Personal information
- Nationality: Filipino
- Born: 3 January 1923 Manila, Philippines
- Died: 27 January 1997 (aged 74) Alameda, California United States

Sport
- Country: United States
- Sport: Para table tennis

Medal record
Para table tennis
Representing United States
Paralympic Games
| Silver medal – second place | 1984 Stoke Mandeville/New York | Men's singles L5 |
| Bronze medal – third place | 1992 Barcelona | Men's singles |

= Marcelino Monasterial =

American para table tennis player

Marcelino "Marcy" Monasterial (January 3, 1923 - January 27, 1997) was an American para table tennis player of Filipino descent.

==Sporting career==
===Beginning===
Monasterial started his sporting career at the age of six and began to play competitively in 1934 aged eleven. He was a dominant right-handed player with an overpowering forehand drive, he also won his first national junior championship title aged in 1944 and remained unbeaten for a long time.

===Injury at war===
Monasterial served as First Lieutenant during the Second World War and was fired upon by Japanese troops and a round struck his right arm, this led to his arm being amputated below the elbow. He returned to table tennis three weeks later but had to learn how to play left-handedly following the loss of his right arm.

===Returning to the sport===
In 1945, Monasterial went to Columbia University to study for a BA and an MA. He then went onto compete for the New York State in 1956 at the U.S. Team Championships, one year later, he went to the 1957 World Table Tennis Championships in Sweden.
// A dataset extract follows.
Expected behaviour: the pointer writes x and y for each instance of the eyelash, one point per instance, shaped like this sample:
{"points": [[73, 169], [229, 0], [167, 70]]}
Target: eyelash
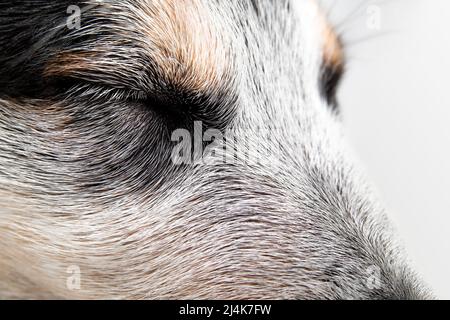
{"points": [[102, 92]]}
Monasterial volunteered to play with disabled people at a rehabilitation center in White Plains, New York.

He was selected to compete at the 1984 Summer Paralympics and won his first Paralympic silver medal in the singles, he competed in the 1988 Summer Paralympics but didn't medal, he then went to his third Games, he went to Barcelona to compete at the 1992 Summer Paralympics where he won the bronze medal at the age of 69.